The first readily available mobility scooter was likely a Sears product that was offered up in 1954. It seems American wheelers were not quite ready for it and it bombed terribly. My, how things have changed since then.
Like any other type of wheelchair, mobility scooters have evolved into many diverse types.
Lightweight Portable Mobility Scooters:
Three Wheel Mobility Scooters:
Four Wheel Mobility Scooters:
All Terrain Mobility Scooters:
Don’t just sit there! Well, that’s easy to say but… But nothing! Some of the most exciting and functional of today’s wheelchairs are the standing wheelchairs. When they stand the user stands with them. As is well known, standing is physiologically a very good thing for people to do.
Aside from the physiological benefits there’s more good things packaged in these standing wheelchairs- The ability to face society on an eye to eye level or the ability to reach up to places you could only dream of reaching before.
As things stand, there are a few downers related to these chairs:
- They can get pricey, many funders balk at approving them or they require an unusually extensive amount of justification.
- You can’t just plop down in a standing wheelchair. There are a number of pads and straps that must be positioned correctly in order to facilitate standing.
- Powered models can be large and heavy. There’s a lot of machine there.
- Like any complex technology, things will eventually go wrong. These units can get expensive to repair.
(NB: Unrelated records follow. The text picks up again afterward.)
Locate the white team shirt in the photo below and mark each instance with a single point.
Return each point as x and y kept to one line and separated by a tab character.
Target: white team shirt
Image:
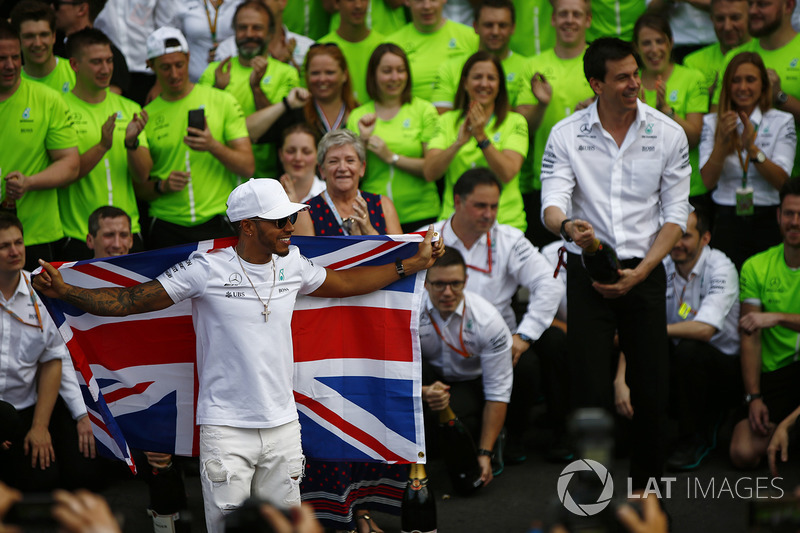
776	138
711	296
23	347
486	338
625	192
244	365
515	262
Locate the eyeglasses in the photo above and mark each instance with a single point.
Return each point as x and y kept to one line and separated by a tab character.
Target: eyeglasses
439	286
280	223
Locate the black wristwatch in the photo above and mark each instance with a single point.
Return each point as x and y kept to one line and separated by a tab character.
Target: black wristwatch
750	397
564	234
487	453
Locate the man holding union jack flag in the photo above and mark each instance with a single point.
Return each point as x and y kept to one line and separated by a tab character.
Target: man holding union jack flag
242	302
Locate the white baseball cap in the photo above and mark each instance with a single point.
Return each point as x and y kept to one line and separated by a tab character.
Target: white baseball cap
261	198
157	42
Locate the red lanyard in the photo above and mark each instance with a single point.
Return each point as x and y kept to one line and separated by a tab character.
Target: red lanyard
33	301
488	252
463	351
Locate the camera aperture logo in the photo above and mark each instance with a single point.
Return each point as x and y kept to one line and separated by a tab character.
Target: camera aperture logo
586	509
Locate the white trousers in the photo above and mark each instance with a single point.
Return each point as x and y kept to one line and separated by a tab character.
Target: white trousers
239	463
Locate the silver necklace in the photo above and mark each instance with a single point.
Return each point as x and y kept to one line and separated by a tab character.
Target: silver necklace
266	310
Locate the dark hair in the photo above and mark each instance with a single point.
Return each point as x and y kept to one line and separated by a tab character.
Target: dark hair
106	211
791	187
606	49
703	216
474	177
33	10
372	69
350	103
497	4
255	5
501	105
83	38
300	127
9	220
450	257
654	22
7	32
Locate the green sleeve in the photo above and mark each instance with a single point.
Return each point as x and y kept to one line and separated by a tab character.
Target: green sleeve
60	134
207	77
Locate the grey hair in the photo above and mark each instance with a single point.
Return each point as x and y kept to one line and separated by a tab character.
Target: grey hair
340	138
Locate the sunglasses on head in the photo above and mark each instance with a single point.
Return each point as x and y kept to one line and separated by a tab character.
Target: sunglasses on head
280	223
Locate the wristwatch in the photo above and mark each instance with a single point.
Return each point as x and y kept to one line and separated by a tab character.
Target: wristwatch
759	158
487	453
750	397
564	234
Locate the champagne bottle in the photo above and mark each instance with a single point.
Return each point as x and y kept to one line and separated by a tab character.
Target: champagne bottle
418	514
601	262
460	453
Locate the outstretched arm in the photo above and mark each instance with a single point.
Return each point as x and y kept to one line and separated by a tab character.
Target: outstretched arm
111	301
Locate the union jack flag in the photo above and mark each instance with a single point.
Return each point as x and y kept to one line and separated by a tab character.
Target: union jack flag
357	360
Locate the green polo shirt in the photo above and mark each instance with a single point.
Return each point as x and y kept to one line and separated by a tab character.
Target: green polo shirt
61	79
569	87
412	126
211	183
519	92
357	56
278	80
512	134
110	181
426	51
35	119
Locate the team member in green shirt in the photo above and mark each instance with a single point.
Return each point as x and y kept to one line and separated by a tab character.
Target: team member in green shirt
383	16
534	34
252	77
769	292
356	41
614	18
481	131
39	154
494	24
396	129
677	91
35	22
558	84
114	151
194	169
430	39
730	26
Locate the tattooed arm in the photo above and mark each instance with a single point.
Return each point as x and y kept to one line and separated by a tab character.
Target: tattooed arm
112	301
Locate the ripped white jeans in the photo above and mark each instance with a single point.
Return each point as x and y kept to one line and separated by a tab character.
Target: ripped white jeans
237	463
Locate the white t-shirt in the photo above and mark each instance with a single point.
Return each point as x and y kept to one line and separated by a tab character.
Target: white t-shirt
486	338
244	365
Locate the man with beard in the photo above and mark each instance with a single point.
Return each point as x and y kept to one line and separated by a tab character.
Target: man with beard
778	44
769	326
249	428
254	78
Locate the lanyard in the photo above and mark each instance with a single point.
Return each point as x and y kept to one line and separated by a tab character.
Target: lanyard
488	252
36	307
335	212
744	162
212	26
463	351
336	123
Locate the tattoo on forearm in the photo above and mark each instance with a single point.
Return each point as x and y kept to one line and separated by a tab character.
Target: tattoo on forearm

Stay off of the sand! That’s what most wheelchair users would tell themselves when a desire to enjoy the waves washes over them. A loose granular surface such as sand can bog down almost any wheelchair. Thanks to some creative minds and well thought out engineering, beach wheelchairs now make it possible to enjoy a day at the beach with a minimum of hassle.
One thing that most beach wheelchairs have in common- big balloon tires that keep the chair from sinking into t he sand.